A neighborhood is defined by the bars it keeps. This may sound completely absurd to some. But in the South End, its an absolute truth. Its a neighborhood that runs from classy to gritty to trendy in mere blocks. A place where Victorian brownstones abut an unapologetically modern loft building, and it works, albeit not without some controversy. Now, think about our neighborhood eating and drinking establishments. For every new trending hot spot, there’s a watering hole that can be summarized in one word, “institution”.
But this is so much more than gentrification. The fabric of the South End has been woven over the past 100+ years by an intricately diverse groups of residents, workers and industry. Much of our neighborhood’s history and future can be told by the lives of those walking in and out of our local barrooms.
Last Thursday night, the South End Historical Society partnered with Stephanie Schorow, author of Drinking Boston, Jerry Foley, renowned owner of J.J. Foley’s, and journalist Dave Wedge for a panel discussion on cocktails, the South End and the history made here. Much of the conversation focused on the history of J.J. Foley’s itself. A bar founded in 1909, J.J.’s holds the title of the oldest family owned and operated bar in the United States. J.J.’s is located in, to some, what’s considered an ‘up and coming’ part of the South End on East Berkeley Street. Interestingly, the street used to be called Dover Street before the L train which towered over Washington was torn down.

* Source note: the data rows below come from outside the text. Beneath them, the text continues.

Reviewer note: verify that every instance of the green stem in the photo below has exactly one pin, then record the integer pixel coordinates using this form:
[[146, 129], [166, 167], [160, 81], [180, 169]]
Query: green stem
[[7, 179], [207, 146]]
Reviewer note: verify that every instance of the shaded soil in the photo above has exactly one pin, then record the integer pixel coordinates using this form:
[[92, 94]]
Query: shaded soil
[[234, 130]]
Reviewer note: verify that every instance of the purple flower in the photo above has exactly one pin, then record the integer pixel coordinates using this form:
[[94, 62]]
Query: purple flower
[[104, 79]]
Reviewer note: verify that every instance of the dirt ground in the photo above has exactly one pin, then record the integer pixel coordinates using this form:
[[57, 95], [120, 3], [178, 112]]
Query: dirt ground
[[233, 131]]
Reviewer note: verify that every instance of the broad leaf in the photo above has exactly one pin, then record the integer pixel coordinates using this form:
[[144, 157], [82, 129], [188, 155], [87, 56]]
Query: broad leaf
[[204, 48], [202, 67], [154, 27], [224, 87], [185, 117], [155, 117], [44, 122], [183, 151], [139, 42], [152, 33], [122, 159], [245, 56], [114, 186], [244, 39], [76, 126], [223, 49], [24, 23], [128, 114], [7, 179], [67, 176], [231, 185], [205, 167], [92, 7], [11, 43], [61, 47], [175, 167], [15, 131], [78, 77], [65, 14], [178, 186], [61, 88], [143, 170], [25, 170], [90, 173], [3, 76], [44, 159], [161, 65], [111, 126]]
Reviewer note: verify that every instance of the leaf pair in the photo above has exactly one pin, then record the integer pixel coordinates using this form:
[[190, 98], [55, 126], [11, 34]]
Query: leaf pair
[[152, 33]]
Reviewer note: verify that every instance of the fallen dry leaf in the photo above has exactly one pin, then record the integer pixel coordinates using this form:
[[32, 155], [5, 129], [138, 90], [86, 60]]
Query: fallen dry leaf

You’d need to write volumes to truly capture the history this bar has seen and made. The Boston Police strike was decided upon right upstairs. Through prohibition, Mr. Foley told us with a wink that his grandfather the bar’s founder, “never missed a day of work in his life.” Very recently, after the marathon bombing suspects were captured last April, many of Boston’s finest met there to reflect on the events of the week with their comrades. Bars across the US called into JJ’s that night, buying rounds for our local first responders.
This is a bar that’s seen a lot of change in the South End in the past century, and will continue to do so. One of the bigger real estate developments in progress in downtown Boston is “Ink Block” located on the former site of the Boston Herald. What will soon be luxury condos and a brand new Whole Foods Market was once the newspaper’s offices. Dave Wedge, a panelist who was a former Boston Herald reporter recalled arriving to work with the sounds of the printing presses whirling in the morning, and shortly thereafter the printers left for J.J. Foley’s for their breakfast, our happy hour, and apparently could, for a time, even cash their paychecks there.
When I asked Jerry Foley what he saw in the future for the South End, he said “it will be like Manhattan”. When asked if that was a good thing, he replied, “it depends if you like Manhattan”. Luckily, even Manhattan has a place for great neighborhood ‘institutions’ like J.J. Foleys.